Il fare insieme non si applica solo al lavoro dell’individuo, ma a più professionisti, che decidono di fare rete, per aumentare affari, conoscenze, i propri diritti.
Tommaso Valleri di Sestriano, presidente di AssoCounseling, suggerisce che perfino l’ordine professionale diventi un concetto superato. Prendendo spunto dal terzo settore,il concetto di associazione invece può aiutare il campo privato. L’associazione è rivolta maggiormente alla crescita, perché naturalmente incita all’aggregazione di sempre più persone, accrescendo competenze ed opportunità. I vantaggi strategici emergono col tempo. Ma senza pensare alla strategia, agendo in modo più profondo, l’associazione invita prima di tutto alla relazione come piacere. Per contro, l’ordine finisce per preferire l’esclusività e rimanere in pochi, anche per paura che la fetta di torta da spartire diventi troppo piccola per ciascuno. Si spendono molte energie in procedure e si privilegia il senso di autorità, mentre in un’associazione si ricerca l’autorevolezza in un gruppo di pari. All’interno dell’ordine il tipo di relazione, se esiste, è di tipo diverso: si fa sempre riferimento ad una autorità e a delle regole, mentre nell’associazione dove ogni membro è sullo stesso livello si facilitano scambi ed iniziative.
Dato che il mondo diventa sempre più complesso ed esigente, ognuno preferirebbe la propria strategia. Alcuni preferiscono ancora maggior rigore e regole, ordine e divisione. Altri intravedono potenzialità nel contatto ed il rispetto sostituisce l’imposizione.
Il contatto è capace di farci recuperare anche quella sensazione di significato che abbiamo perso, nel lavoro e al di fuori.
Il fatto è che sentiamo di avere valore nel momento in cui sentiamo di dare un contributo valido alla nostra comunità e quando sentiamo di essere presenti nel mondo in modo efficace e autonomo.

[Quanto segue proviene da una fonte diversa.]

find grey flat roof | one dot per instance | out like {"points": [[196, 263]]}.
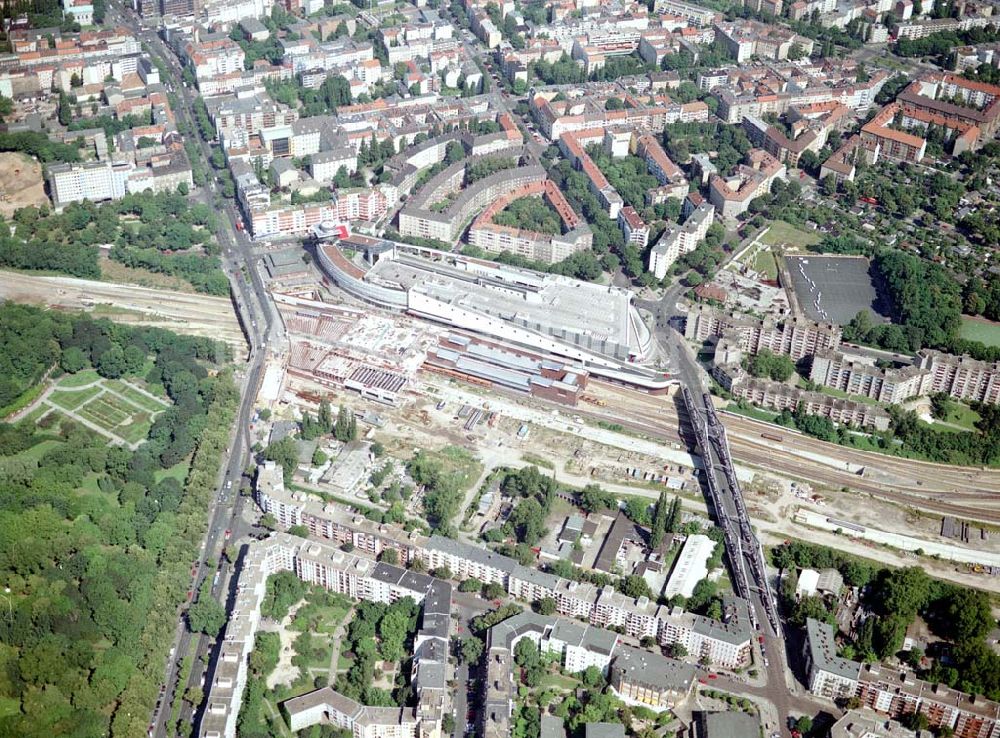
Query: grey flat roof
{"points": [[549, 304], [552, 727], [324, 696], [604, 730], [387, 573], [727, 725], [659, 672], [823, 651]]}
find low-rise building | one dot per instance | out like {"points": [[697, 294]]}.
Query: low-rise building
{"points": [[732, 196], [677, 240], [644, 678]]}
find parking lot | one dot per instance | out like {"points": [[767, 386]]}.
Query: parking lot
{"points": [[833, 289]]}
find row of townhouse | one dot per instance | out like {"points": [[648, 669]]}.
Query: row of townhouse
{"points": [[556, 118], [638, 677], [732, 196], [725, 642], [778, 396], [162, 170], [678, 240], [360, 578], [960, 377], [420, 218], [574, 236], [744, 39], [736, 103], [805, 134], [896, 693]]}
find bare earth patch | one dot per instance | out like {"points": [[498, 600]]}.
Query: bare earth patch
{"points": [[21, 183]]}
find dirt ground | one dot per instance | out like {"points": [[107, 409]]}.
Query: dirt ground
{"points": [[21, 183], [198, 315]]}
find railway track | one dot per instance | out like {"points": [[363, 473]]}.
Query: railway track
{"points": [[941, 492]]}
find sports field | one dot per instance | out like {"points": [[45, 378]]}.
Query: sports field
{"points": [[115, 408]]}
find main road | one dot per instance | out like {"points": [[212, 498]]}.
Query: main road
{"points": [[262, 326]]}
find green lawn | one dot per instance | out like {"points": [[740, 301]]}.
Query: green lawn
{"points": [[35, 415], [560, 681], [9, 706], [137, 430], [87, 376], [106, 411], [38, 450], [73, 399], [140, 400], [962, 416], [785, 234], [765, 265], [984, 331], [834, 392]]}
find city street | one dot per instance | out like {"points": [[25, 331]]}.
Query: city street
{"points": [[261, 323]]}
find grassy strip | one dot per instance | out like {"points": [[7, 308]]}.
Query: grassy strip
{"points": [[173, 580], [27, 397]]}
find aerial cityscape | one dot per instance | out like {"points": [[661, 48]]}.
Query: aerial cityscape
{"points": [[500, 368]]}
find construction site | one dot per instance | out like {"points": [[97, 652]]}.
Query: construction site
{"points": [[194, 314], [381, 364]]}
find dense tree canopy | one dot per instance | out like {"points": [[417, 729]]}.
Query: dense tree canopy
{"points": [[95, 545]]}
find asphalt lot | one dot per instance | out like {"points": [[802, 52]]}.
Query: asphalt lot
{"points": [[840, 287]]}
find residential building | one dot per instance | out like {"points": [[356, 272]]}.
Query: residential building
{"points": [[830, 676], [878, 134], [574, 236], [855, 376]]}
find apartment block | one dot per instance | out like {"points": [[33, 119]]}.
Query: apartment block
{"points": [[725, 642], [830, 676], [797, 337], [676, 240], [856, 377], [732, 196], [892, 143], [962, 377], [360, 578]]}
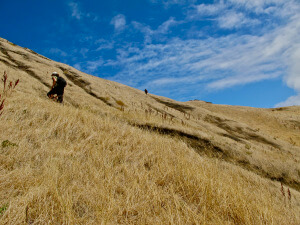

Intendiamo il ritorno alla relazione come uscita dal parametro chiave della produttività e performance. Abbiamo detto che questa risulterà utile per i secondi, ma dobbiamo ricordarci di non strumentalizzarla. È proprio perché abbiamo cominciato a usare le relazioni come strumento per arrivare a degli obiettivi e come parametro per valutare il successo personale, che si è persa l’autenticità e il senso di significato.
Perciò, anche a fronte di risultati non eccezionali, nel momento in cui siamo riusciti a creare un legame con almeno un’altra persona, un minimo di soddisfazione dovrebbe essere garantito.
Il terzo settore può insegnare all’ambito privato in più sensi. Sia come valori e modello di relazione diversa, che possa motivare di più nel lungo termine. Sia in modo pratico, per offrire forme di attività utili anche in campo privato.
In questo ambito, può sopperire anche alle mancanze dello Stato pubblico o fare da anello di collegamento (per approfondire, vedi anche i nostri articoli sul ruolo del terzo settore e sui dati di occupazione del terzo settore).
In conclusione, la pratica della relazione come chiave di lettura e come strategia di lavoro può aprirci delle prospettive alternative, generando delle possibilità impreviste.